The Brekke households secondhand magazines and books became a second school for me, more imagination lit from it than from the one I rode the bus to in White Sulphur Springs each weekday. I read straight through whatever shone dark on the snowfield pages, a visit to Scintillating Siam lapping on into the swashbuckling of Horatio Horn-blower, which
likely took place back-to-back with a Clarence Budington Kelland shoot-out in the Arizona Territory. I read, that is to say, as an Eskimo who had never before seen a movie might watch the newsreel and then the cartoon and then the feature film without ever knowing to separate them in his mind, simply letting himself be taken with the habited flow of flashing images.
It all began adding up in my head in deposits which astonished Grandma. Her own information about the world was as spotty as mine was swirlish. She had been born when a man named Grover Cleveland was President. That she had no idea of this merely spoke her own unusual way of having been brought up. She was perplexed that there had been two Presidents named Roosevelt; Franklin Delano had served such a span in her adult life that she could easily believe he had been in the White House back at the turn of the century as well. The labor leader John L. Lewis and the boxing champion Joe Louis consistently mixed their names for her, and I was not at all surprised when she asked me if the Hemenway who intoned the news on the radio was the Hemingway whose books showed up now and then in my rummage from the Brekkes. She seemed entirely pleased with my knack for knowledge, and quickly learned to use it as a kind of utility, asking me to spell out stubborn words when she wrote a letter, to work out the balance in her checkbook, to comparison-shop the Monkey Ward and Sears, Roebuck mail-order catalogues for our items of clothing.

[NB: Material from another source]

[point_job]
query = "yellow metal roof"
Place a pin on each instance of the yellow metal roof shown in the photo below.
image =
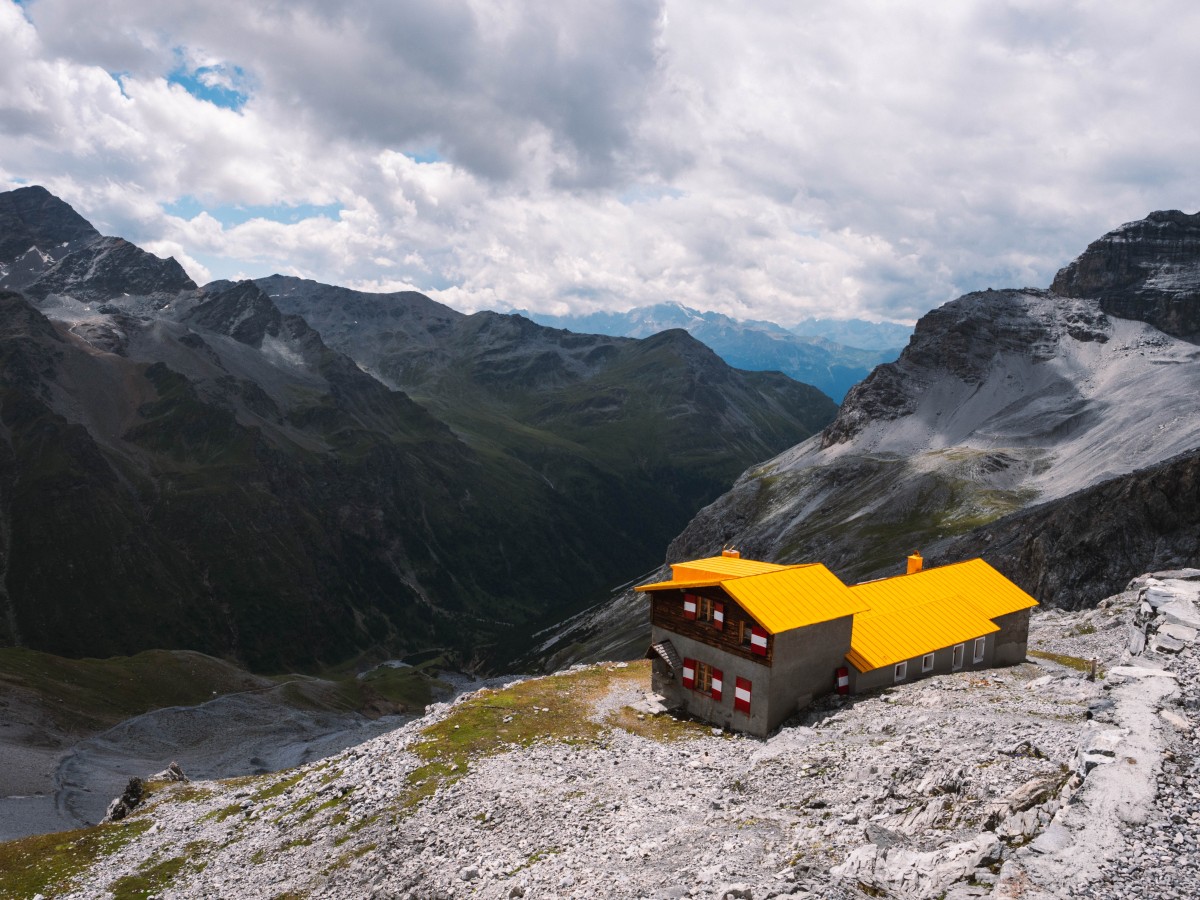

But lore ran both ways between us, and generally hers was more useful than mine, having come straight out of life instead of from printed pages. She recalled for me a pastime that her sons once tried, setting up a lemonade stand and taking turns to shout across town the advertising she taught them: Lemonade, lemonade! Stirred by an old maid! With a spade! I thought it over, but at last decided the business wasn't worth reviving; Ringling's population had plummeted so far that the only buying traffic I could foresee was Walter Badgett and Mr. Brekke. But another idea Grandma recalled had the right feel. The same enterprising sons had sent away for any free mailings they came across in magazines and, since Ringling had no street names, conjured for themselves whatever elaborate addresses they could think of. I got out paper and envelopes and set to work on the most current Brekke magazines. Quickly, offers for stamp collecting kits or pleas for me to get rich selling salve were pouring into the post office in care of I. Clark Doig, 776 Sagebrush Acres or 14 Jackrabbit Boulevard or 801 Gopher Gulch or whatever other elegancy I'd been able to dream up. Grandma much admired my gaudy mail; I much admired her for the lode of boy-raising behind it.